It is nearing 2:30 A.M., and due to the news being reported tonight on the BBC, I am most alert and in the office. One of the most reprehensible strongmen in the world is being ousted from power.
The village of Um Zaifa in Darfur burns after an attack by government-sponsored militia on December 12, 2004
This blog, from its early years, has had one person on the world stage, more than any other, placed in the cross-hairs of history. Sudanese President Omar Hassan al-Bashir is a brutal war criminal and butcher of the people in Darfur. More than 300,000 people died in Darfur according to the United Nations. I have long called on the world community to right the wrongs from Darfur, and to have a not-to-be-missed response to his atrocities.

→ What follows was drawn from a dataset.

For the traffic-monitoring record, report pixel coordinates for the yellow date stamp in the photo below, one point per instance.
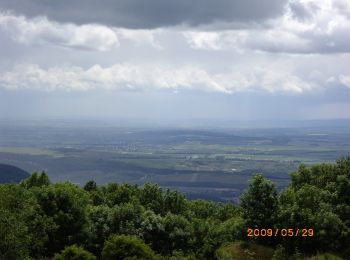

In December 2010 President Obama said of al-Bashir, “There can be no lasting peace in Darfur—and no normalization of relations between Sudan and the United States—without accountability for crimes that have been committed.”
Let me be more blunt.
Omar al-Bashir needs to rounded up and carted off and tried for crimes against humanity. A decade ago the International Criminal Court (ICC) in The Hague issued an arrest warrant for al-Bashir, accusing him of war crimes, and crimes against humanity in Darfur. If anyone doubts that fact look at the rape victims, the corpses, the burnt villages, and photos of the refugee camps.
As a high school freshman in 1977 I recall being drawn to the argument, made by the-then new American President Jimmy Carter, that human rights had to be a central feature to our foreign policy. These decades later I am still a staunch believer in that point of view. If anything, recent history has proved the correctness of the ‘Carter Doctrine.’ Tonight I am mindful, one way or another, that justice eventually arrives and brings its means to the job at hand.
Tonight it is reported that al-Bashir is stepping down—or more correctly being forced to remove himself from power. Sudan has been rocked by months of anti-government protests. The monster will be the second leader in the region to quit amid nationwide protests this month, as Algerian President Bouteflika also found it time to abandon his national thievery.
Now there must be a worldwide commitment to ensure that humanity has its day in court. al-Bashir must stand trial in The Hague, and in so doing will allow for the victims and their families to have the justice they need. And justice the world demands.